Eğitim Bir-Sen Hukuk ve Mevzuat Başkan Yardımcısı Hasan Yalçın Yayla, Türk Eğitim Sen Genel Başkanı Talip Geylan’ın Yükseköğretim Kurumları Disiplin Kurullarına sendika temsilcilerinin katılması yönlü kazanılan mahkeme kararını tweter üzerinden paylaşmasına “ rol çalıyorsun “tepkisini gösterdi.

Yayla, yine tweter üzerinden yaptığı açıklamalarda MEMURSEN’in toplu görüşmeleri toplu sözleşme sürecine taşıyan iradenin sahibi olduğunu ve 2012 yılı Toplu Sözleşmelerinden beri Eğitim Bir-Sen’in kazandığı bir hak olduğunu belirtti. Toplu Sözleşme Hükümlerinin 18. Maddesinde: Hakkında disiplin soruşturması yürütülen kamu görevlisinin üyesi olduğu sendikanın temsilcisi, yükseköğretim kurumları disiplin ve yüksek disiplin kurulunda yer alır, şeklindedir. Eğitim Bir-Sen’in alın teri dökerek kazandığı kazanımları üzerine inşa edilen mahkeme kararının yeni bir durummuş gibi yansıtılmasına tepki gösteren Yayla, bu başkasının kanatları ile uçmaktır, dedi.
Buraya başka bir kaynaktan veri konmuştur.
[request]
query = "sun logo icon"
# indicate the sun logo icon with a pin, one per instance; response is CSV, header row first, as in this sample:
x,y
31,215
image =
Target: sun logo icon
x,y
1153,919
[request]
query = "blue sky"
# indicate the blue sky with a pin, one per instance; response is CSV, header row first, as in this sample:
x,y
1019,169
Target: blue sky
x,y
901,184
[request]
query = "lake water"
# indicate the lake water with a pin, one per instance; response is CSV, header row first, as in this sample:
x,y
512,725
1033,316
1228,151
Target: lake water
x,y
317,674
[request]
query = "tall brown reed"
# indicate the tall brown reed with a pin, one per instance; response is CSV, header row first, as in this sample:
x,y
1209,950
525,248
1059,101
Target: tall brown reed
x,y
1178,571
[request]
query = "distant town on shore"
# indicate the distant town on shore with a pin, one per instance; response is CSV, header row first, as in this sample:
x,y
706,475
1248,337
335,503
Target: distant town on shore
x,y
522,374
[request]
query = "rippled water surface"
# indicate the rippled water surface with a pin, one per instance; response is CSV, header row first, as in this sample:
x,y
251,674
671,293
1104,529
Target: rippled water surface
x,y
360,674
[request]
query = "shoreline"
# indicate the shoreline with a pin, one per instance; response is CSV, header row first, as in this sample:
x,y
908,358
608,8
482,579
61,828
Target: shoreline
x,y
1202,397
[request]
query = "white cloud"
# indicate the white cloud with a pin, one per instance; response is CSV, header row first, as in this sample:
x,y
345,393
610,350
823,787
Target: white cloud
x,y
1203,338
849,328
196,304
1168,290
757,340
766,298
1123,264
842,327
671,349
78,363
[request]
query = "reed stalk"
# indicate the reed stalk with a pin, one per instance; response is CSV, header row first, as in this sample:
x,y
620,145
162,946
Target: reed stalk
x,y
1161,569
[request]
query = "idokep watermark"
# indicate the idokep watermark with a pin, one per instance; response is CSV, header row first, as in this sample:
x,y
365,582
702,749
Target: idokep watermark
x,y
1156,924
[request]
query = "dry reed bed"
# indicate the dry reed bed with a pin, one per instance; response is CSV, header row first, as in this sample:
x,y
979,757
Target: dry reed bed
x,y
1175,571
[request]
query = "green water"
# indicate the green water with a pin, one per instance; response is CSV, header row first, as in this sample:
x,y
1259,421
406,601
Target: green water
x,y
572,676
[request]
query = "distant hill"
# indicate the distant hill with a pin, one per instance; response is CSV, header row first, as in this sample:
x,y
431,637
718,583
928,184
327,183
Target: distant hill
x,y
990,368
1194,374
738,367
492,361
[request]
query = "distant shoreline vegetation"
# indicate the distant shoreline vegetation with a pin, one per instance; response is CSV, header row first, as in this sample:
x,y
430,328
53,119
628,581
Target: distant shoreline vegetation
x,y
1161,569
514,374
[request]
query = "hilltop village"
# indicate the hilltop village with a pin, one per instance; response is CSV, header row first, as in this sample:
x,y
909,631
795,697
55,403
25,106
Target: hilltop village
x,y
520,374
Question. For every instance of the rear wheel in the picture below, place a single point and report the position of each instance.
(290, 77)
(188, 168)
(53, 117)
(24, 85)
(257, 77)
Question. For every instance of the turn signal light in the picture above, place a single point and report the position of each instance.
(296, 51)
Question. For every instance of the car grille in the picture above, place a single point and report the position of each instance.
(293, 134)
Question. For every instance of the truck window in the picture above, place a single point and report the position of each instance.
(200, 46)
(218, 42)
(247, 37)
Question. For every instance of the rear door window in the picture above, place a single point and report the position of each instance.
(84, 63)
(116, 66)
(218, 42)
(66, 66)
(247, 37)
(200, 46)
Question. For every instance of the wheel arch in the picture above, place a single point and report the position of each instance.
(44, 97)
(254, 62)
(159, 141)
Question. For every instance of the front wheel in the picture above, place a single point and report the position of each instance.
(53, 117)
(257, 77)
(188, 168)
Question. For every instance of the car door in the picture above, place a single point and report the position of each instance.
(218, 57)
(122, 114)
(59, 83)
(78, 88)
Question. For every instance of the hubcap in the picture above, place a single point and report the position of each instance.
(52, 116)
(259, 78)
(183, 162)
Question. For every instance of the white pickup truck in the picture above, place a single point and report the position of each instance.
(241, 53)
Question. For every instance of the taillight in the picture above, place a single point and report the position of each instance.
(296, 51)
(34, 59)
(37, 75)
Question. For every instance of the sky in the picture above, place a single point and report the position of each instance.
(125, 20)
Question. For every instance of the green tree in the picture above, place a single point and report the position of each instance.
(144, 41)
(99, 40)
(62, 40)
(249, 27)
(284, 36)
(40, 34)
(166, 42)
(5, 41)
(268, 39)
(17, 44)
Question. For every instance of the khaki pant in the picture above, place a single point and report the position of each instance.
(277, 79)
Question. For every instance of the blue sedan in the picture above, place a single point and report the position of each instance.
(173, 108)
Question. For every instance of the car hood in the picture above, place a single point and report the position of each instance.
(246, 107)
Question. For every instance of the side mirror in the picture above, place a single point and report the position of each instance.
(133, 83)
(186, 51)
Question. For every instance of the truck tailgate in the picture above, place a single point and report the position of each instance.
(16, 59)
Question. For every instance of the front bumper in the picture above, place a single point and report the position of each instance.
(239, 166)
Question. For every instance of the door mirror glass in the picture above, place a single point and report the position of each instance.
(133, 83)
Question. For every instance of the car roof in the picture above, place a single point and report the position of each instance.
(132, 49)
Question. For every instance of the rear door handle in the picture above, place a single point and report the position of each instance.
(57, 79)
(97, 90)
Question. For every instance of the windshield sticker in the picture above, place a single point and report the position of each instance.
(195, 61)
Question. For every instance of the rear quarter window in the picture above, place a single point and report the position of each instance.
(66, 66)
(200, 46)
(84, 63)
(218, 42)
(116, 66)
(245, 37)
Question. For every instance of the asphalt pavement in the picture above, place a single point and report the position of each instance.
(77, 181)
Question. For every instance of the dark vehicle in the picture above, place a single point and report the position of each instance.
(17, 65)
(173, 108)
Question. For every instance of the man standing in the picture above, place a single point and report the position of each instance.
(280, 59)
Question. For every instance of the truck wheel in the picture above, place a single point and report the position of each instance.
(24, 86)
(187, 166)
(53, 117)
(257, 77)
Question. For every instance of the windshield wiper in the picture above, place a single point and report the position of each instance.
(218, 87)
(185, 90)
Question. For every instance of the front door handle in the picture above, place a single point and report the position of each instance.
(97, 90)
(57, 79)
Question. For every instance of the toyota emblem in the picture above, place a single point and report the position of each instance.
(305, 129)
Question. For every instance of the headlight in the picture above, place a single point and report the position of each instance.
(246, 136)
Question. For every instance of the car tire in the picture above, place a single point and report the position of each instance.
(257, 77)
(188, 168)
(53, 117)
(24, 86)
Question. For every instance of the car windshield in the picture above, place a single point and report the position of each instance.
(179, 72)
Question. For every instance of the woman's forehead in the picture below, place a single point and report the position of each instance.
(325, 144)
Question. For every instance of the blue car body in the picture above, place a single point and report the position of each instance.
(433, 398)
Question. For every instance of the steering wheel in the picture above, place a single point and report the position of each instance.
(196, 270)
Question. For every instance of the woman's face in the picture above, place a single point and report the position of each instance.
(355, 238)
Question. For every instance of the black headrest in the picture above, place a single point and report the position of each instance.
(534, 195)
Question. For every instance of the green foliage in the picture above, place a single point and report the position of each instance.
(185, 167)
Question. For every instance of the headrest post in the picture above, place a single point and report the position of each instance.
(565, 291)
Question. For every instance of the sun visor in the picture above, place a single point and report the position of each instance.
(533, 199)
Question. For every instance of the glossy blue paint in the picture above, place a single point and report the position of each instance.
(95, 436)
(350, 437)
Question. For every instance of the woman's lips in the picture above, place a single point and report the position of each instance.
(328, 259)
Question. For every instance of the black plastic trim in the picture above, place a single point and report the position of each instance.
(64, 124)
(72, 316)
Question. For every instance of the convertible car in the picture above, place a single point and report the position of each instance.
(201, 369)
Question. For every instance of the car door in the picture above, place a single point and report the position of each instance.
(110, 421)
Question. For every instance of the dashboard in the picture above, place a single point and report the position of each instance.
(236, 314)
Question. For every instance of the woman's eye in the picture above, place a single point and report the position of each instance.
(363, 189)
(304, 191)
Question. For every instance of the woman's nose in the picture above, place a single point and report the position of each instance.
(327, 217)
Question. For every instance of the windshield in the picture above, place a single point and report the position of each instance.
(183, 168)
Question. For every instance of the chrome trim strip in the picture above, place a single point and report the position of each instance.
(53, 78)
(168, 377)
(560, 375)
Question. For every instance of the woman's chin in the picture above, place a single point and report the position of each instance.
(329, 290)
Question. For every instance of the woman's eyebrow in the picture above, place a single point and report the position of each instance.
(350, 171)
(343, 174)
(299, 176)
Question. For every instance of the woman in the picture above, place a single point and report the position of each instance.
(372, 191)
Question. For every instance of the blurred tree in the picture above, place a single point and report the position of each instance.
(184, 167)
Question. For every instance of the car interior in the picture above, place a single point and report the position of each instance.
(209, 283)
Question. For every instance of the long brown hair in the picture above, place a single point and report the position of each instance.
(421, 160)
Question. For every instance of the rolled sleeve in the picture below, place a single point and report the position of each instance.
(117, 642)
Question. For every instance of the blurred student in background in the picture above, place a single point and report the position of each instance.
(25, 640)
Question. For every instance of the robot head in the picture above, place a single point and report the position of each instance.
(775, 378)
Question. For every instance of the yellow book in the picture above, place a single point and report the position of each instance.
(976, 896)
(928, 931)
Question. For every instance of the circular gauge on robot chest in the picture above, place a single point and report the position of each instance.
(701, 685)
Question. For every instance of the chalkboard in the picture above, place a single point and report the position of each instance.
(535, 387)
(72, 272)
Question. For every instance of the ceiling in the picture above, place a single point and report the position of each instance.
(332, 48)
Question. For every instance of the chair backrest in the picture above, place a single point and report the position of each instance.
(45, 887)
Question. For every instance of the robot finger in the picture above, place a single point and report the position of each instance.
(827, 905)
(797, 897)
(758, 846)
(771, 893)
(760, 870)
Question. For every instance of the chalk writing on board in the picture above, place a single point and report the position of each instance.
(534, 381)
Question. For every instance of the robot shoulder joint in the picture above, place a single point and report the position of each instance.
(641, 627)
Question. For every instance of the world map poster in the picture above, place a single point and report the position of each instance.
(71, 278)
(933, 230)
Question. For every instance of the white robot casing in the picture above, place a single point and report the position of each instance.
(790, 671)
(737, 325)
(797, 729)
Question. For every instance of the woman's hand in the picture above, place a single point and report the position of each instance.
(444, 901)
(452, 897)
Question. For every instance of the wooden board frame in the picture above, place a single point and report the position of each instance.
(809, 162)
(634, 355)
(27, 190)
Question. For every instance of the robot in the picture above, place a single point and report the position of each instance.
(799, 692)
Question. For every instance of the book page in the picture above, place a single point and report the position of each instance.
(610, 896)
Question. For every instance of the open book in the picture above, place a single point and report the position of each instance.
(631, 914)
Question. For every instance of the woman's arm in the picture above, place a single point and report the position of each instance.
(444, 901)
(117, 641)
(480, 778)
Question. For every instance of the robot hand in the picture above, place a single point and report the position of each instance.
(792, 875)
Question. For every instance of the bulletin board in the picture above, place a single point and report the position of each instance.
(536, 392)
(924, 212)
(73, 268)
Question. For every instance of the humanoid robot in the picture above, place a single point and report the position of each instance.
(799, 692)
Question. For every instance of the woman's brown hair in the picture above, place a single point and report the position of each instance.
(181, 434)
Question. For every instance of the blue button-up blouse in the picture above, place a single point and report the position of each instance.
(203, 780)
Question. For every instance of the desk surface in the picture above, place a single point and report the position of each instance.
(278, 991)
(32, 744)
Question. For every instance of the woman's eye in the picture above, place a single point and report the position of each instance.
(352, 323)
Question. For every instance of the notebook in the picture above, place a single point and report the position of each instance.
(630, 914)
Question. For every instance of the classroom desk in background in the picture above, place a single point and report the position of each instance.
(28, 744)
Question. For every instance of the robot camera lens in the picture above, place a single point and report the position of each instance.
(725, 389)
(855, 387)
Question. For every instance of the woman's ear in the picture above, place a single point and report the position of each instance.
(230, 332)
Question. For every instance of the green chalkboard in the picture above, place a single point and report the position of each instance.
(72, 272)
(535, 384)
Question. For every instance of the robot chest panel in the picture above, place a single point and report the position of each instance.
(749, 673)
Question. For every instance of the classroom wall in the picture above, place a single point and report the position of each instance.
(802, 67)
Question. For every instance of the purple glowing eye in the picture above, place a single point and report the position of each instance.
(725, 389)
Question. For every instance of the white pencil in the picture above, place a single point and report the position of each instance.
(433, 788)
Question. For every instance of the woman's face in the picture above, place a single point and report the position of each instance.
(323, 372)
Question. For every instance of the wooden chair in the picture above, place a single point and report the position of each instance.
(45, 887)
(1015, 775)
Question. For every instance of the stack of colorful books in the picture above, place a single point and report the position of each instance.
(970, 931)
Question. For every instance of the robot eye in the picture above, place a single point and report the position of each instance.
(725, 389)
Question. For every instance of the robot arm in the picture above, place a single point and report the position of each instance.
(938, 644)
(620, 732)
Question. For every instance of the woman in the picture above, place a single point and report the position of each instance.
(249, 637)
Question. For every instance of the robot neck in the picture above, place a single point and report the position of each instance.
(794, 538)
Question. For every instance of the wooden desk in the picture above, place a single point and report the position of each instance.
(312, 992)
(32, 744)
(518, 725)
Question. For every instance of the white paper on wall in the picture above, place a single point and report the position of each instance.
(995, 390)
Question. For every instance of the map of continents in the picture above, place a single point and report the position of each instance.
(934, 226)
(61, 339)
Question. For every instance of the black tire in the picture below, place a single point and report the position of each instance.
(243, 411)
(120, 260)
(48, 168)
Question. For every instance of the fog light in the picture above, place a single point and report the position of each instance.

2010 yılında Anaysa değişikliği referandum sürecinde toplu görüşmelerin, toplu sözleşmeye yükseltilmesi, sürecine “HAYIR” oyu veren, toplu sözleşmelerde masadan Eğitim Bir-Sen kalktığı demlerde masada oturmayı ve kendine yan rol verilmesini bekleyenlerin, Eğitim Bir-Sen’in sendikal mücadelesinin meyvelerini devşirmeye çalışmalarına bir yönüyle Yayla, tepki göstermiş oldu. Eğitim’in en büyük örgütlü gücü olarak Eğitim Bir-Sen’in; Toplu Sözleşme sürecinde, kamuda kılık kıyafet serbestisi, nöbet ücreti, ikili eğitim yapan okul idarecilerine ilave ücret, annelerin doğum izinlerin ve süt izinleri süresinin artırılması, Cuma ibadet saati izni vb pek çok kazanıma imza atmıştır.  Eğitim Bir-Sen sendikalı personelin disiplin görüşmelerin de sendika temsilcisinin bulunması kazanımı da elde etmişti. Sadece buna riayet etmeyen kurullar vardı. Bu kazanıma dayalı olarak bir mahkeme kararı icra edilmiş oldu. Değilse bu kazanım elde edilmiş olmasa böyle bir mahkeme kararı elde edilemezdi. Yayla, diğer sendikaların da Eğitim Bir-Sen kazanımları himayesinde mahkeme kazanmış olmalarına sundukları katkıdan gurur duyduklarını da ifade etti. Bağda izi olmayanların sadece üzüm yemekle kalmayıp, bağ sahiplerini unutup tüm bağa sahip çıkma gayretlerini de gördüklerini zımnen ifşa etti.